For health professionals to rely on alternative therapies as they would on conventional medicine, these therapies need to go through all the hoops. Only then can their effectiveness be established on the same footing as that of conventional treatments.
Over the next few weeks, I intend to review studies carried out on alternative therapies under the same strict conditions as those undergone by conventional medicine. The studies taken into account will be controlled for the placebo effect - a strong player in both alternative and conventional treatments, when our minds trick our bodies into believing that we are getting better because we are getting some treatment, even if the treatment is not doing anything at all.
I will report on what these studies show and hopefully come to a conclusion as to whether alternative therapies are indeed effective when we judge them by the same standards applied to conventional treatments.
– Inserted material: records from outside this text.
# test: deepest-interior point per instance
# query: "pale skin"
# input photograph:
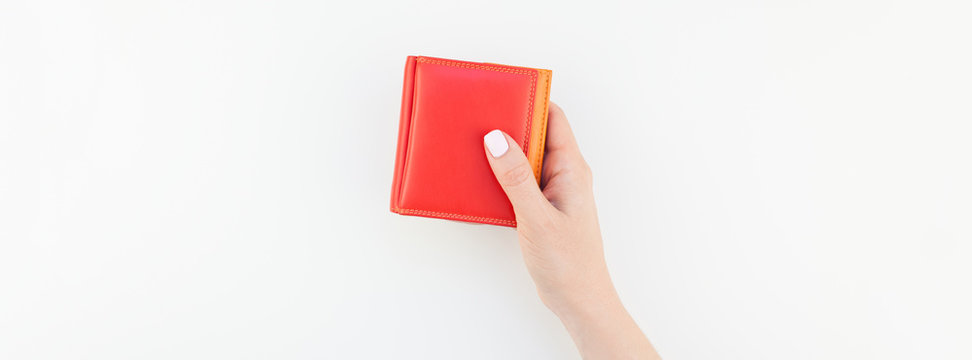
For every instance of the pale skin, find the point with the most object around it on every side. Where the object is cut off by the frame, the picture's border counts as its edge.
(561, 243)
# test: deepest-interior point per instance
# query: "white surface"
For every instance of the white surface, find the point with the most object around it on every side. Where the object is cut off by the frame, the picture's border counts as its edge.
(199, 179)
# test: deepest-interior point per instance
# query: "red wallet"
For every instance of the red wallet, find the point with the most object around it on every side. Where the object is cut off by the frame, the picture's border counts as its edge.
(441, 169)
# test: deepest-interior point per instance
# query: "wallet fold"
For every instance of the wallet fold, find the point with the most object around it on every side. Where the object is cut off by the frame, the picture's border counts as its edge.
(441, 170)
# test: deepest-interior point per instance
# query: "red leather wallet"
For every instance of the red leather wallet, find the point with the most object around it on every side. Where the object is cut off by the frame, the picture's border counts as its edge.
(441, 169)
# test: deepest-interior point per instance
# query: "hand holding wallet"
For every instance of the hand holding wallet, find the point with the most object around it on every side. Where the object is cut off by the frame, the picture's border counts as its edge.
(447, 107)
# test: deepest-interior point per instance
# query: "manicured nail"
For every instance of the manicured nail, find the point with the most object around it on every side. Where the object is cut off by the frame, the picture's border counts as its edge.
(496, 143)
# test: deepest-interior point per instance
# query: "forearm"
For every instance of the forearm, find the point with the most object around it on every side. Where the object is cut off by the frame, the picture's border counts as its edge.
(602, 328)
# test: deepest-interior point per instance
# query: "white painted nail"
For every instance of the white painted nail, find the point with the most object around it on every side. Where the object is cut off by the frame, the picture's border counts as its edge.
(496, 143)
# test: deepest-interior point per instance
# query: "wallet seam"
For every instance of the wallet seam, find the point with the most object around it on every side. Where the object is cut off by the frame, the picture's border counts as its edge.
(456, 216)
(543, 126)
(532, 73)
(526, 137)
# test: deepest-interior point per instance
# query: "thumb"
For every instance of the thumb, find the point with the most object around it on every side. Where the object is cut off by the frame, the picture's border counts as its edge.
(514, 174)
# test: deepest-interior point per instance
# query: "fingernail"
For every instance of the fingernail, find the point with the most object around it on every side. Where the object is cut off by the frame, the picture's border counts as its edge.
(496, 143)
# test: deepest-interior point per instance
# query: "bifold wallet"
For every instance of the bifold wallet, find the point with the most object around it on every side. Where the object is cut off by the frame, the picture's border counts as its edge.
(441, 170)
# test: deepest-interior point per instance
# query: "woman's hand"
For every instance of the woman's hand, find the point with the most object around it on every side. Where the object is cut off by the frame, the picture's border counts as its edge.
(561, 241)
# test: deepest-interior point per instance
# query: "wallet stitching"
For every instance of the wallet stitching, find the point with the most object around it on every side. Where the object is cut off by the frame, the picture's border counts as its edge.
(408, 145)
(456, 216)
(526, 136)
(533, 86)
(543, 126)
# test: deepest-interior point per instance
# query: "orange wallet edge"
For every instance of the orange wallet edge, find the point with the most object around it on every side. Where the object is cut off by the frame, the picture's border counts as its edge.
(538, 125)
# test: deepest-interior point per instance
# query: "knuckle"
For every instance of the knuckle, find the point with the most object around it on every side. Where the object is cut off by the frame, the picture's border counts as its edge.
(516, 176)
(586, 174)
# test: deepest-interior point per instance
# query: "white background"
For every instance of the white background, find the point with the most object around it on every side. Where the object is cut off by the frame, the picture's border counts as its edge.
(210, 179)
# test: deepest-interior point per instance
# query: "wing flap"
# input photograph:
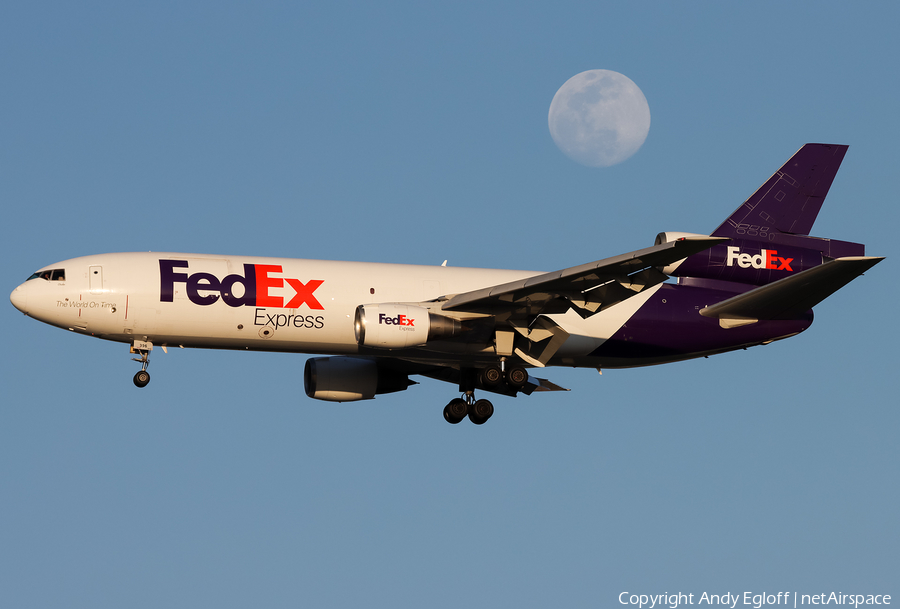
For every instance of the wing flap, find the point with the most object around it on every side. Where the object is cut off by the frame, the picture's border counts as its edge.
(790, 297)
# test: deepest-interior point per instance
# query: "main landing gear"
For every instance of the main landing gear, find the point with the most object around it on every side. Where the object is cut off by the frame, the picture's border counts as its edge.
(142, 377)
(479, 411)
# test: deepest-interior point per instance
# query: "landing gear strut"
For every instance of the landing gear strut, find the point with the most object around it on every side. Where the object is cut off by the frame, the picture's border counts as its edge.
(142, 377)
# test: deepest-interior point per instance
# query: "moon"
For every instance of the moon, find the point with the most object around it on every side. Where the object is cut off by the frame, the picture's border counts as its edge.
(599, 118)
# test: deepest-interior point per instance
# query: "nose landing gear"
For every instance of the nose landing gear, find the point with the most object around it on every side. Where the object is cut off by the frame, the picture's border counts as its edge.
(143, 349)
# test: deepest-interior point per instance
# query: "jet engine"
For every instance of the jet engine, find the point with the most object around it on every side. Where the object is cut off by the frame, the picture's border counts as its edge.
(397, 326)
(348, 379)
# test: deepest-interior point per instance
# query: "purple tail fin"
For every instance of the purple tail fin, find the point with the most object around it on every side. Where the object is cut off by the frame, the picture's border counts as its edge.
(789, 201)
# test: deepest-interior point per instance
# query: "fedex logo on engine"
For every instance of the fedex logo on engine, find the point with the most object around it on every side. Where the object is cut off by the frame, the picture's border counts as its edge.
(399, 320)
(764, 260)
(256, 282)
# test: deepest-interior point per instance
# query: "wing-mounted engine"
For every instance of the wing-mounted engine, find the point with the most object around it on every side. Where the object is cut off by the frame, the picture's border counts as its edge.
(398, 326)
(348, 379)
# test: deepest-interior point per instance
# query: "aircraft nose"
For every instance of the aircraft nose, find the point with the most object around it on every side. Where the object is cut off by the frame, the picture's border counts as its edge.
(19, 298)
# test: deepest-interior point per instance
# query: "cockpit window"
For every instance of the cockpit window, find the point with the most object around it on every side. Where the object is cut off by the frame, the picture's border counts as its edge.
(49, 275)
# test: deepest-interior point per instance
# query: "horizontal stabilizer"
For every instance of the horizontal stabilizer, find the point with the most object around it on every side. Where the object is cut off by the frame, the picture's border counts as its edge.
(790, 297)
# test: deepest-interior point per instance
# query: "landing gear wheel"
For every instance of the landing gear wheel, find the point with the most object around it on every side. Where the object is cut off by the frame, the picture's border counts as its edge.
(455, 411)
(141, 378)
(491, 376)
(480, 412)
(516, 377)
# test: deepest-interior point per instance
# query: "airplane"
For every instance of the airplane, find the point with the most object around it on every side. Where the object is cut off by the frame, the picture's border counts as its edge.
(752, 281)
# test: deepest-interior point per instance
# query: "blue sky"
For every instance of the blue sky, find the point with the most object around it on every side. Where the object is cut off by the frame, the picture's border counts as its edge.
(400, 132)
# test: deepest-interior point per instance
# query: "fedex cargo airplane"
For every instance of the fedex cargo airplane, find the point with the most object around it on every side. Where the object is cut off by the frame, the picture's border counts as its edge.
(752, 281)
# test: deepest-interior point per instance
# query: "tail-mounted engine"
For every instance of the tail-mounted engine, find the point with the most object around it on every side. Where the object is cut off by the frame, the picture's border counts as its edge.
(397, 326)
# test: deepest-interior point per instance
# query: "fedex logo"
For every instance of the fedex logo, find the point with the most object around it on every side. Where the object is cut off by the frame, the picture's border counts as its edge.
(764, 260)
(400, 320)
(255, 284)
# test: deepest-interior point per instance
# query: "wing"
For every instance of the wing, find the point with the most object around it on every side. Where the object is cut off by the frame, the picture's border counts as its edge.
(588, 288)
(518, 309)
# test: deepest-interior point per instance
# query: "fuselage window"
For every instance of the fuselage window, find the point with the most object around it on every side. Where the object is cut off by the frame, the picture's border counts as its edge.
(51, 275)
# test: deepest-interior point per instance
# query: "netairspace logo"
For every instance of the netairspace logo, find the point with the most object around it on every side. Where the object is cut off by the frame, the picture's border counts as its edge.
(751, 599)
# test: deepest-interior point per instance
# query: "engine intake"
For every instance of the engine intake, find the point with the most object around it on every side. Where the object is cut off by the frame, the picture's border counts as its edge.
(348, 379)
(398, 326)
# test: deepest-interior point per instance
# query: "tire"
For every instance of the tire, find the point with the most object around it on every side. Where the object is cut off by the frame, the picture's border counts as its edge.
(141, 378)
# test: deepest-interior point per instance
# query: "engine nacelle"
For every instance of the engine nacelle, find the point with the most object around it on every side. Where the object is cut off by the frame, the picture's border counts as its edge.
(398, 326)
(348, 379)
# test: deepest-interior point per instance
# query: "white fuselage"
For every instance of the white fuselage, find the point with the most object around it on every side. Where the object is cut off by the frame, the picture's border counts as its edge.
(304, 306)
I will also try to address the issue of their safety and whether they carry any adverse effects.
We can get abundant information on alternative therapies from a number of sources, but it is often difficult to know who to trust.
Systematic compilations of studies carried out in strictly controlled conditions, published in well-known, respected and peer-reviewed scientific journals, with designs open for everyone to see, and with researchers declaring any conflict of interest: these are reliable sources and will be the ones I will be using.
New weapons are always welcome in the medicine arsenal and I do hope there are some out there, however unusual they may be.
But it would be simply irresponsible to use them before thoroughly testing them.